Zhuang Ping, Li Yongjie, Hallett Mark
Beijing Institute of Functional Neurosurgery, Xuanwu Hospital, Capital University of Medical Sciences, Beijing 100053, China.
Clin Neurophysiol. 2004 Nov;115(11):2542-57. doi: 10.1016/j.clinph.2004.06.006.
To explore the role of abnormal neuronal activity in the basal ganglia and thalamus in the generation of dystonia.
Microelectrode recording was performed in the globus pallidus internus (GPi), ventral thalamic nuclear group ventral oral posterior/ventral intermediate, Vop/Vim) and subthalamic nucleus (STN) in patients with primary dystonia (n=11) or secondary dystonia (n=9) during surgery. Electromyogram (EMG) was simultaneously recorded in selected muscle groups. Single unit analysis and cross-correlations were carried out.
Three hundred and sixty-seven neurons were obtained from 29 trajectories (GPi: 13; Vop/Vim: 12; STN: 4), 87% exhibited altered neuronal activity including grouped discharges in GPi (n=79) and STN (n=37), long-lasting neuronal activity (n=70) and rapid neuronal discharge (n=86) in Vop/Vim. There were neurons in Vop, GPi and STN firing at the same frequency as EMG during dystonia (mean: 0.39 Hz, range 0.12-0.84 Hz). Significant correlations between neuronal activity and EMG at the frequency of dystonia were obtained (GPi: r2=0.7 (n=31), Vop/Vim: r2=0.64 (n=18) and STN: r2=0.86 (n=17)).

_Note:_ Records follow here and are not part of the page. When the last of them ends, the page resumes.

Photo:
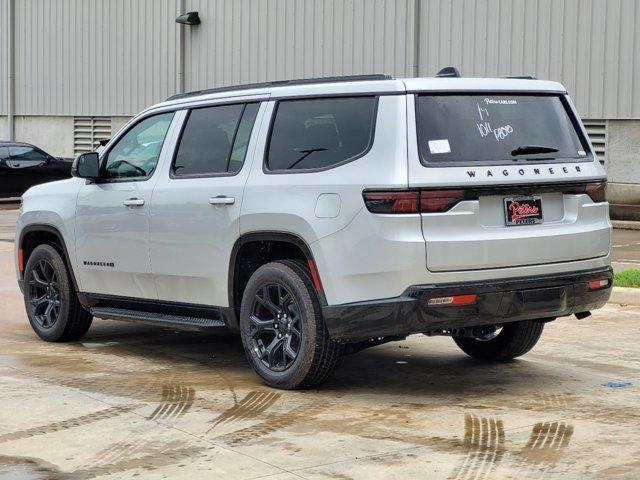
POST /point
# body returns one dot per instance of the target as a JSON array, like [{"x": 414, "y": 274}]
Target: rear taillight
[
  {"x": 597, "y": 191},
  {"x": 432, "y": 201},
  {"x": 412, "y": 201},
  {"x": 392, "y": 201}
]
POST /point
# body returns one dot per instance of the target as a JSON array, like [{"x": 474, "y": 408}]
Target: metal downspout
[
  {"x": 10, "y": 70},
  {"x": 181, "y": 42}
]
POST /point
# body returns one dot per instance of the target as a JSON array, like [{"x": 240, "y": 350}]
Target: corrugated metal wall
[
  {"x": 91, "y": 57},
  {"x": 591, "y": 46},
  {"x": 243, "y": 41},
  {"x": 4, "y": 39},
  {"x": 114, "y": 57}
]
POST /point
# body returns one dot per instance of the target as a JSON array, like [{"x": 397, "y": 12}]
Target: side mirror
[{"x": 86, "y": 165}]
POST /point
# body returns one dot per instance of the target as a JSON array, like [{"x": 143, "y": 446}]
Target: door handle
[
  {"x": 133, "y": 202},
  {"x": 222, "y": 200}
]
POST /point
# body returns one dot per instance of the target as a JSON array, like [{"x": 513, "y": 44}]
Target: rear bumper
[{"x": 498, "y": 302}]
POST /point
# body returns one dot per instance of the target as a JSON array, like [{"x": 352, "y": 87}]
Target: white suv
[{"x": 320, "y": 217}]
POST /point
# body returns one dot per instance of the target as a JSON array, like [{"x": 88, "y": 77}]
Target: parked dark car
[{"x": 23, "y": 165}]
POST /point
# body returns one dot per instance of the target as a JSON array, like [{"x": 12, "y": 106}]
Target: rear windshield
[{"x": 493, "y": 129}]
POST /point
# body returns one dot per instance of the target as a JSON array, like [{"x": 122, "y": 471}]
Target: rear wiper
[
  {"x": 305, "y": 154},
  {"x": 527, "y": 149}
]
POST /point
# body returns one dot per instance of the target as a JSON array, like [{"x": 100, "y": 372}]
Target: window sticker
[
  {"x": 500, "y": 101},
  {"x": 439, "y": 146}
]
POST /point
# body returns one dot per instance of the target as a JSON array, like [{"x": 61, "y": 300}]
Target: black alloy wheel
[
  {"x": 44, "y": 294},
  {"x": 276, "y": 334},
  {"x": 51, "y": 301},
  {"x": 283, "y": 332}
]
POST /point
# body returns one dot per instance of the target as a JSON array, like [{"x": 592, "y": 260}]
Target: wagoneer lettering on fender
[{"x": 319, "y": 217}]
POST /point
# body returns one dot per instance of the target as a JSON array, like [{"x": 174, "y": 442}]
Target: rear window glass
[
  {"x": 26, "y": 153},
  {"x": 320, "y": 133},
  {"x": 468, "y": 129}
]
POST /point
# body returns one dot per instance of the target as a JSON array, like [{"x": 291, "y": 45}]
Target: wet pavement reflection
[{"x": 135, "y": 401}]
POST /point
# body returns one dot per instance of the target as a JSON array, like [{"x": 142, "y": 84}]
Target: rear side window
[
  {"x": 215, "y": 140},
  {"x": 493, "y": 129},
  {"x": 320, "y": 133},
  {"x": 26, "y": 153}
]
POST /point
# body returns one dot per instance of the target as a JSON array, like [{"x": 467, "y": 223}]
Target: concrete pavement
[{"x": 132, "y": 401}]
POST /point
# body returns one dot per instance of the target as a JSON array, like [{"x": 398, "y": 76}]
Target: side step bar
[{"x": 160, "y": 319}]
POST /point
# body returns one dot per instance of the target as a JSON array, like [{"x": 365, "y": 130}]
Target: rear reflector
[
  {"x": 598, "y": 284},
  {"x": 454, "y": 300},
  {"x": 597, "y": 191},
  {"x": 432, "y": 201}
]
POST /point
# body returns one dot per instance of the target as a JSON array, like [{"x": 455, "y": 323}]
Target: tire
[
  {"x": 46, "y": 282},
  {"x": 515, "y": 339},
  {"x": 285, "y": 287}
]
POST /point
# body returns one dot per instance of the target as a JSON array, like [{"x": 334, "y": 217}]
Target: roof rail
[
  {"x": 283, "y": 83},
  {"x": 449, "y": 72}
]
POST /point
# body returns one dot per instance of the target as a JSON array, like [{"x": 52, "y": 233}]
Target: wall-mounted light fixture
[{"x": 189, "y": 18}]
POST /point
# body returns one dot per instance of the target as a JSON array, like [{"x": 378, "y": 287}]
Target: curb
[
  {"x": 625, "y": 225},
  {"x": 625, "y": 296}
]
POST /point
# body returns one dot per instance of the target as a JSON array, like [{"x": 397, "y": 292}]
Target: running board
[{"x": 160, "y": 319}]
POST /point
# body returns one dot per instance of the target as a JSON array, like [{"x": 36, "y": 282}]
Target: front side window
[
  {"x": 215, "y": 140},
  {"x": 136, "y": 154},
  {"x": 320, "y": 133},
  {"x": 26, "y": 153},
  {"x": 484, "y": 129}
]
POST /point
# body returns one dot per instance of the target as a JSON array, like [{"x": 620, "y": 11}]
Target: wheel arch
[
  {"x": 275, "y": 245},
  {"x": 38, "y": 234}
]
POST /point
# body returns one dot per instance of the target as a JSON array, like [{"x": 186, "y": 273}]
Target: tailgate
[{"x": 474, "y": 234}]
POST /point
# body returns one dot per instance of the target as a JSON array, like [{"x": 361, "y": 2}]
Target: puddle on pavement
[{"x": 172, "y": 380}]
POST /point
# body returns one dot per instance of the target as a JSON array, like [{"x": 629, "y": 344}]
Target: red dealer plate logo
[{"x": 523, "y": 210}]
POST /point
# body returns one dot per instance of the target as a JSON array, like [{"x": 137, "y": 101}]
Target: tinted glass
[
  {"x": 26, "y": 153},
  {"x": 488, "y": 128},
  {"x": 215, "y": 140},
  {"x": 136, "y": 154},
  {"x": 319, "y": 133}
]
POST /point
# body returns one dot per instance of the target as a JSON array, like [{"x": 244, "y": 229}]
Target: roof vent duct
[
  {"x": 449, "y": 72},
  {"x": 190, "y": 18}
]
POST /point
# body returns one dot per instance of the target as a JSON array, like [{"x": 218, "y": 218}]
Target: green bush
[{"x": 627, "y": 278}]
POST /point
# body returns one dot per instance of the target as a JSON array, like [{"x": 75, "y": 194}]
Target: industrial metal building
[{"x": 72, "y": 71}]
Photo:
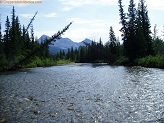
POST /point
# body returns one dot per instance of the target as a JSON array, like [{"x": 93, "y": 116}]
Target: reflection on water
[{"x": 83, "y": 93}]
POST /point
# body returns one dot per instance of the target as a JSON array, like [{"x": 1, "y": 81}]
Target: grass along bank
[
  {"x": 39, "y": 62},
  {"x": 151, "y": 61}
]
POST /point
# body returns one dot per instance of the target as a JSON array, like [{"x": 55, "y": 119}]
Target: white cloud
[
  {"x": 27, "y": 15},
  {"x": 155, "y": 5},
  {"x": 50, "y": 15},
  {"x": 89, "y": 22},
  {"x": 67, "y": 8},
  {"x": 77, "y": 3}
]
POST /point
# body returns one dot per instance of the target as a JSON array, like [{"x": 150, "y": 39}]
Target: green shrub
[{"x": 151, "y": 61}]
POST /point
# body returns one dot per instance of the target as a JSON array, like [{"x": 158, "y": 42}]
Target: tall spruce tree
[
  {"x": 145, "y": 26},
  {"x": 130, "y": 45},
  {"x": 7, "y": 40}
]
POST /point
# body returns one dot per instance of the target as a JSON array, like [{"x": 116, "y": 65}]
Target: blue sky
[{"x": 92, "y": 18}]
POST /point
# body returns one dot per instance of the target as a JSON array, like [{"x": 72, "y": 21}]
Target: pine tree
[
  {"x": 32, "y": 38},
  {"x": 145, "y": 25},
  {"x": 7, "y": 40},
  {"x": 130, "y": 45}
]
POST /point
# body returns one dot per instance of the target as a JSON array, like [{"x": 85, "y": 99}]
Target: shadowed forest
[{"x": 140, "y": 46}]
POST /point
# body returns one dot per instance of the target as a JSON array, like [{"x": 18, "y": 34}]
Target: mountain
[{"x": 63, "y": 44}]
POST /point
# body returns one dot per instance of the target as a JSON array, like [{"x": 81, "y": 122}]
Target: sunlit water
[{"x": 83, "y": 93}]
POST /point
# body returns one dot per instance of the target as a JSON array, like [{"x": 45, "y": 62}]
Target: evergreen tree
[
  {"x": 130, "y": 44},
  {"x": 32, "y": 38},
  {"x": 145, "y": 25}
]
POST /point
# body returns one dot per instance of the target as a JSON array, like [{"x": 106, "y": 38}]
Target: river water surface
[{"x": 82, "y": 93}]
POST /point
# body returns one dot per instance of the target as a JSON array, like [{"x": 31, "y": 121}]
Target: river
[{"x": 82, "y": 93}]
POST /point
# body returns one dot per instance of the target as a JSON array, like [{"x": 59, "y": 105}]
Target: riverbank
[
  {"x": 82, "y": 93},
  {"x": 39, "y": 62},
  {"x": 149, "y": 62}
]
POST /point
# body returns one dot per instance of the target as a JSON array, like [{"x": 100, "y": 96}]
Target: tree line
[{"x": 17, "y": 42}]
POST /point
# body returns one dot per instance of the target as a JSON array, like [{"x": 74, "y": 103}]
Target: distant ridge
[{"x": 63, "y": 44}]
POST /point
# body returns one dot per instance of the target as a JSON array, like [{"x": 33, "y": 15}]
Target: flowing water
[{"x": 82, "y": 93}]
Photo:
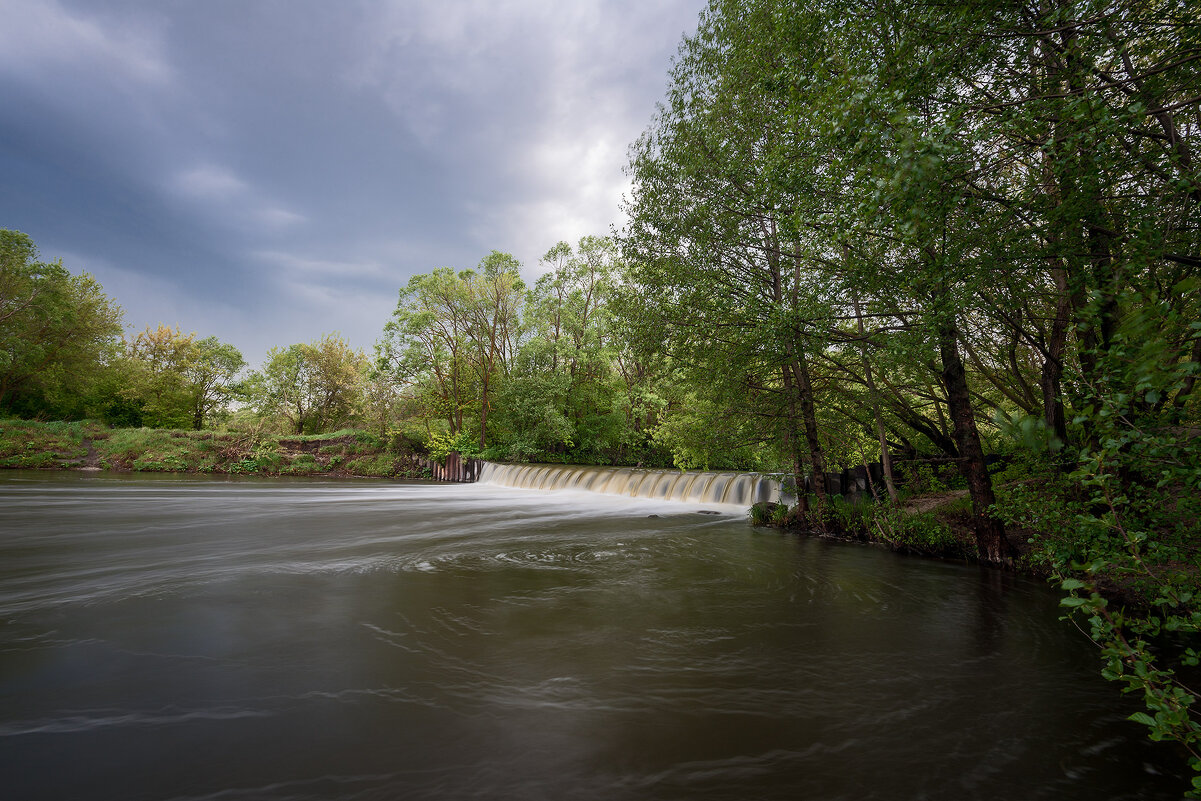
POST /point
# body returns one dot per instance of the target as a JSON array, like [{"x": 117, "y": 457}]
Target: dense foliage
[{"x": 924, "y": 233}]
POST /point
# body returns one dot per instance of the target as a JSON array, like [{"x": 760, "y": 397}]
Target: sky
[{"x": 272, "y": 171}]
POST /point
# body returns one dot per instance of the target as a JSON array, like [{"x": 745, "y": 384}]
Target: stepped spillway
[{"x": 700, "y": 486}]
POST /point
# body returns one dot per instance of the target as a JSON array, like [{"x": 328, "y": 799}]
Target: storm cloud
[{"x": 267, "y": 172}]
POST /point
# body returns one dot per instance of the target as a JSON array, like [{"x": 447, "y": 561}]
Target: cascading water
[{"x": 700, "y": 486}]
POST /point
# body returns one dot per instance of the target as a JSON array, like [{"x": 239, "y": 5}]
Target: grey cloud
[{"x": 273, "y": 171}]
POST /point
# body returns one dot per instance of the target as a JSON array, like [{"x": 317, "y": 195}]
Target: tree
[
  {"x": 209, "y": 375},
  {"x": 58, "y": 333},
  {"x": 311, "y": 387}
]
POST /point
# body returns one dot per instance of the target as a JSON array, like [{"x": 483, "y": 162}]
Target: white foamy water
[
  {"x": 692, "y": 486},
  {"x": 207, "y": 638}
]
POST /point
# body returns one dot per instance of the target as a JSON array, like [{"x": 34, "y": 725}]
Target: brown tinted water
[{"x": 190, "y": 638}]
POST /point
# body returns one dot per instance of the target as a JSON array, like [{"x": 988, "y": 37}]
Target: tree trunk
[
  {"x": 810, "y": 419},
  {"x": 990, "y": 531}
]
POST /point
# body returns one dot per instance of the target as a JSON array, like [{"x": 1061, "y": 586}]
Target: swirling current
[{"x": 208, "y": 639}]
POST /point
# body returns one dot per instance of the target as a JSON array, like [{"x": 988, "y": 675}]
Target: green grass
[{"x": 33, "y": 444}]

Consistent with previous findings of abnormalities observed in Vop/VIM and GPi in relation to dystonia, the present data further show that the altered activity in GPi, specifically in dorsal subregions of GPi, Vop/Vim and STN is likely to be directly involved in the production of dystonic movement. Dystonia-related neuronal activity observed in motor thalamus and basal ganglia nuclei of GPi and STN indicates a critical role of their interactions affecting both indirect and direct pathways in the development of either generalized or focal dystonia.
These data support a central role of the basal ganglia in producing dystonic movements.
探讨基底神经节和丘脑异常神经元活动在肌张力障碍发生中的作用。
在手术过程中,对11例原发性肌张力障碍患者和9例继发性肌张力障碍患者的内侧苍白球(GPi)、丘脑腹侧核群腹嘴后核/腹中间核(Vop/Vim)和丘脑底核(STN)进行微电极记录。同时在选定的肌肉群记录肌电图(EMG)。进行单单位分析和互相关分析。
从29条轨迹中获取了367个神经元(GPi:13个;Vop/Vim:12个;STN:4个),87%的神经元表现出神经元活动改变,包括GPi(n = 79)和STN(n = 37)中的成组放电、Vop/Vim中的持续神经元活动(n = 70)和快速神经元放电(n = 86)。在肌张力障碍期间,Vop、GPi和STN中有神经元与EMG以相同频率放电(平均:0.39 Hz,范围0.12 - 0.84 Hz)。在肌张力障碍频率下,获得了神经元活动与EMG之间的显著相关性(GPi:r2 = 0.7(n = 31),Vop/Vim:r2 = 0.64(n = 18),STN:r2 = 0.86(n = 17))。
与先前关于Vop/VIM和GPi中与肌张力障碍相关的异常发现一致,目前的数据进一步表明,GPi中特别是GPi背侧亚区、Vop/Vim和STN中改变的活动可能直接参与肌张力障碍性运动的产生。在运动丘脑以及GPi和STN的基底神经节核中观察到的与肌张力障碍相关的神经元活动表明,它们之间的相互作用在全身性或局灶性肌张力障碍的发展中对间接和直接通路均发挥关键作用。
这些数据支持基底神经节在产生肌张力障碍性运动中起核心作用。